Dies bestätigt auch Markus Raunig, Geschäftsführer des NGO AustrianStartups, der mit Dutzenden Startups direkt im Gespräch ist. “In der Frühphase unter 100.000 Euro kann man Geld relativ gut aufstellen, wenn Startup- und Industrieerfahrung vorhanden sind”, meint er. Was es aber laut ihm nicht mehr gebe sei das Wachstumskapital so ab fünf Mio. Euro. “Das ist nur mehr international zu holen”, so Raunig. Startups würden in dieser Phase ins Ausland abwandern, Steuern und Arbeitsplätze gehen verloren.

Aus dem Austrian Startup Monitor (PDF)

Der Startup Monitor wirft ein genaues Bild auf die Schwächen des heimischen Ökosystems. Dauerbrenner bei den Wünschen der Startups sind laut Leitner die zu hohen Lohnnebenkosten, aber auch das mangelnde Verständnis für die besonderen Bedürfnisse der Startups. Man wünscht sich Verbesserungen bei den Rahmenbedingungen für Risikokapital, und weniger regulative und bürokratische Hürden. Markus Raunig präzisiert das: “Eine Gründung dauert in Österreich mehrere Wochen, während man in Großbritannien oder den USA innerhalb von einem Tag gründen kann”. Für jede Änderung sei ein Notariatsakt erforderlich, was vor allem bei ausländischen Investoren mühsam sei. Zudem brächten die Regelungen bei der Arbeitszeiterfassung zusätzliche Hürden. “Bei Startups ist aber der Output das Kriterium, nicht die verbrachte Zeit”.

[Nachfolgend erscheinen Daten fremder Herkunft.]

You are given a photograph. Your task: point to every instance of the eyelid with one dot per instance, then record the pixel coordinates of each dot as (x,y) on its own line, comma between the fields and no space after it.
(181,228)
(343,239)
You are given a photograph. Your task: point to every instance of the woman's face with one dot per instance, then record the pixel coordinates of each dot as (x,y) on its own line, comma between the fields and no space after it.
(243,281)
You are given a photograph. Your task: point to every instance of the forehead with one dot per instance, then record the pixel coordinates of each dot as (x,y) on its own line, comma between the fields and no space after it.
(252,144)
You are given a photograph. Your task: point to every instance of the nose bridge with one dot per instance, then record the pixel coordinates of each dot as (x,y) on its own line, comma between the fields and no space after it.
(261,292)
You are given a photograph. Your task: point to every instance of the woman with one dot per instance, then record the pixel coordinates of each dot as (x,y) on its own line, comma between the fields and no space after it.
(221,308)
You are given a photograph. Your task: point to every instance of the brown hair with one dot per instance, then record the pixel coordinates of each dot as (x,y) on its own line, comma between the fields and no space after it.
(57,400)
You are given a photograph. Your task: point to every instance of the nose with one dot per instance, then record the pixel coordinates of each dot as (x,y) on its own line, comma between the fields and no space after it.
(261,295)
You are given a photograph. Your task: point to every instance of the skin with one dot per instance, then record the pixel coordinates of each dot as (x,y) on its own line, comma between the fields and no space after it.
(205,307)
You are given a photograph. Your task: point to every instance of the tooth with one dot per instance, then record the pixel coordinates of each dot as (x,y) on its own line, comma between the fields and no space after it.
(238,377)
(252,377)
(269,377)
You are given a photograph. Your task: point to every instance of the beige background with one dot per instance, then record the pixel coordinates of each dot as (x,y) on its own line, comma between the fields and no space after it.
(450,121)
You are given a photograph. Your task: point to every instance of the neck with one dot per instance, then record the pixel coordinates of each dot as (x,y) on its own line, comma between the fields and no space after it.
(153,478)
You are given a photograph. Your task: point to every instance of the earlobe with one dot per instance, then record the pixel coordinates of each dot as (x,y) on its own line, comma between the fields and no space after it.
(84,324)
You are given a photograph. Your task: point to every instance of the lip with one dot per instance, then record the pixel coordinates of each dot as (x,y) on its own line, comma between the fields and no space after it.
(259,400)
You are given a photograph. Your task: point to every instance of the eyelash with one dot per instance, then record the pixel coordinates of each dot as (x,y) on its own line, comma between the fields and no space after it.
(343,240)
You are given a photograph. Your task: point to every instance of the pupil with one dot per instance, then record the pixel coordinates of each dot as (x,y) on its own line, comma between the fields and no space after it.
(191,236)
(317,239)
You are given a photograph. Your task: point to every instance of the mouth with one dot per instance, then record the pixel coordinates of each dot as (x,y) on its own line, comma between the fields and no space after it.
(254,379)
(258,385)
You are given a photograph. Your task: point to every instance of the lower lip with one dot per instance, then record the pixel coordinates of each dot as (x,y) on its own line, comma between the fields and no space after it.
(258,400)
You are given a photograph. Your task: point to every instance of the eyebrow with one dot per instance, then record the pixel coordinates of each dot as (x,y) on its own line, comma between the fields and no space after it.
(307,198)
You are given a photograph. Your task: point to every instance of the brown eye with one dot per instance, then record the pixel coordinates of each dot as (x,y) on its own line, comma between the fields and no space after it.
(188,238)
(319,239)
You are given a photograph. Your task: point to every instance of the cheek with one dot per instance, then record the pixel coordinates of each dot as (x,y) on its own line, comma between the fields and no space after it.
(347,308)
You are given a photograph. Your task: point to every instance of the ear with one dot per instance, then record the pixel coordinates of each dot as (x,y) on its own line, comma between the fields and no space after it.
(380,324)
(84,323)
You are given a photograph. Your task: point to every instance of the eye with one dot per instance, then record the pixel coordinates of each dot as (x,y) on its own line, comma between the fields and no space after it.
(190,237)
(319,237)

Das vom Trend zum Top Startup des Landes gekürte Unternehmen “TourRadar” würde zB nicht mehr in Österreich gründen, ginge es nach CMO Michael Pötscher. Grund dafür sei das viel zu kleine und international unbedeutende Ecosystem, und die bürokratischen Hürden: „Es dauert oft ein halbes Jahr, bis jemand bei uns anfangen darf. Wir haben einen Mitarbeiter alleine dafür abgestellt, die Formalitäten rund um die Rot-Weiß-Rot-Karte abzuwickeln”, so Pötscher gegenüber dem Trend. 

Die Ursache dafür sieht Markus Raunig bei der letzten rechtspopolistischen Regierung. “Jeglicher Zuzug wird kritisch gesehen, und damit werden auch innovative Fachleute so behandelt”. In vielen anderen Ländern sei es wesentlich einfacher, Top Fachkräfte ins Land zu holen, zB in Frankreich, den Niederlanden oder Deutschland. “Wenn ein Startup in Berlin zB einen Mitarbeiter anstellen will, geht es nicht über die Migrationsbehörde, sondern über die Standortagentur, mit Feedback innerhalb von 5 Tagen. In Österreich dauert das zwischen zwei und sechs Monaten”. Oft kämen negative Bescheide, das verwendete Punktesystem sei absolut veraltet. Eine rasche Lösung könnte zB eine Interim-Karte sein, um ausländische Experten schneller nach Österreich zu bekommen.

Ebenso kritisch sieht dies auch Heinz Grottenegg, ehemaliger Country Manager von Talent Garden. In Österreich fehle ein politisches Verständnis für die echten Bedürfnisse von Startups. Es hätte zwar “zarte Ansätze der letzten Regierung” gegeben. “Die haben sich dann aber, wie so oft in der Vergangenheit, in Luft aufgelöst. Das schafft Frustration”, so Grottenegg. 
Austrian Startup Studienautor Karl-Heinz Leitner schlägt zudem die Schaffung von steuerlichen Anreizen vor, damit Pensionsfonds und andere Stftungen, sowie Business Angels und Konzerne mehr investieren. Auch eine stärkere Internationalisierung würde helfen, sowie weitere Standortverbesserungen für das Anziehen von Risikokapital.